Saint Laurent leende als een van de weinige ontwerpers ook kleding aan zwarte tijdschriften, met name aan Ebony Magazine, wat destijds werd gezien als een precair marketingrisico. Tevens leende hij kleding uit voor de Ebony Traveling Fashion Shows, midden jaren zestig. In die tijd moesten de reizende modellen in Little Rock, Arkansas nog vluchten voor de Klu Klux Klan, beschrijft het zwarte topmodel Pat Cleveland in haar autobiografie Walking with the Muses. Op andere plekken in Amerika mochten de witte modellen uit de toerbus het toilet in bars gebruiken, terwijl hun zwarte collega’s werd gemaand hun behoefte maar in de bosjes te doen.
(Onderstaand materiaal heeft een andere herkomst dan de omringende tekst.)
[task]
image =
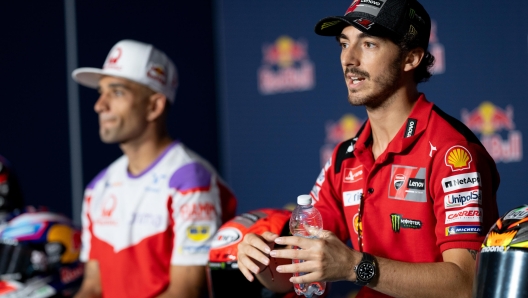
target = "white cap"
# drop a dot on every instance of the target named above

Yves Saint Laurent was de eerste couturier die zwarte modellen omarmde.Beeld Gamma-Rapho via Getty Images

In 1964 veroorzaakte Spanjaard Paco Rabanne een schandaal door in Parijs een zwarte bruid de catwalk op te sturen. De machtige Franse Chambre Syndicale de la Couture Parisienne wilde hem boycotten, de Amerikaanse pers reageerde woedend. Volgens Barbara Summers boek Skin Deep liep het backstage uit de hand en zou ­Rabanne in zijn gezicht zijn gespuugd door een niet genoemde editor van een invloedrijk ­modetijdschrift. De woede ebde weg toen zwart chic werd, en Donyale Luna in maart 1966 als eerste zwarte model op de cover van Vogue stond, de Britse uitgave.

Solidariteit

Ook nu diversiteit in modekringen chic genoemd kan worden, moet de sector ervoor waken dat dit de zoveelste trend blijkt. Velen vrezen dat de steun aan Black Lives Matter slechts een marketingtool is, al blijkt dat de druk op bedrijven toeneemt. Begin juni beloofde Nike 40 miljoen dollar te doneren. H&M sluit uit solidariteit, net als vele andere merken, 95 procent van haar winkels in Amerika voor onbepaalde tijd, en zegde 500.000 dollar toe aan het NAACP Legal Defense and Education Fund, Color of Change en ACLU. Het Deense label Ganni doneert ruim 100.000 dollar aan Black Lives Matter ACLU en NAACP.

Ook kleinere, nieuwe bewegingen als #PullUp­OrShutUp (dat bedrijven vraagt hun percentage zwarte medewerkers te melden) en www.15percentpledge.org van ontwerper Aurora James (waar retailers zich ertoe verbinden om minstens 15 procent van hun aanbod te kopen bij bedrijven met een zwarte eigenaar) krijgen nu steun van de ­industrie. De boodschap is simpel: Put your ­money where your mouth is en kijk kritisch naar je organisatie. Diversiteit onder medewerkers zal bedrijven helpen missers te voorkomen en de goede weg in te slaan.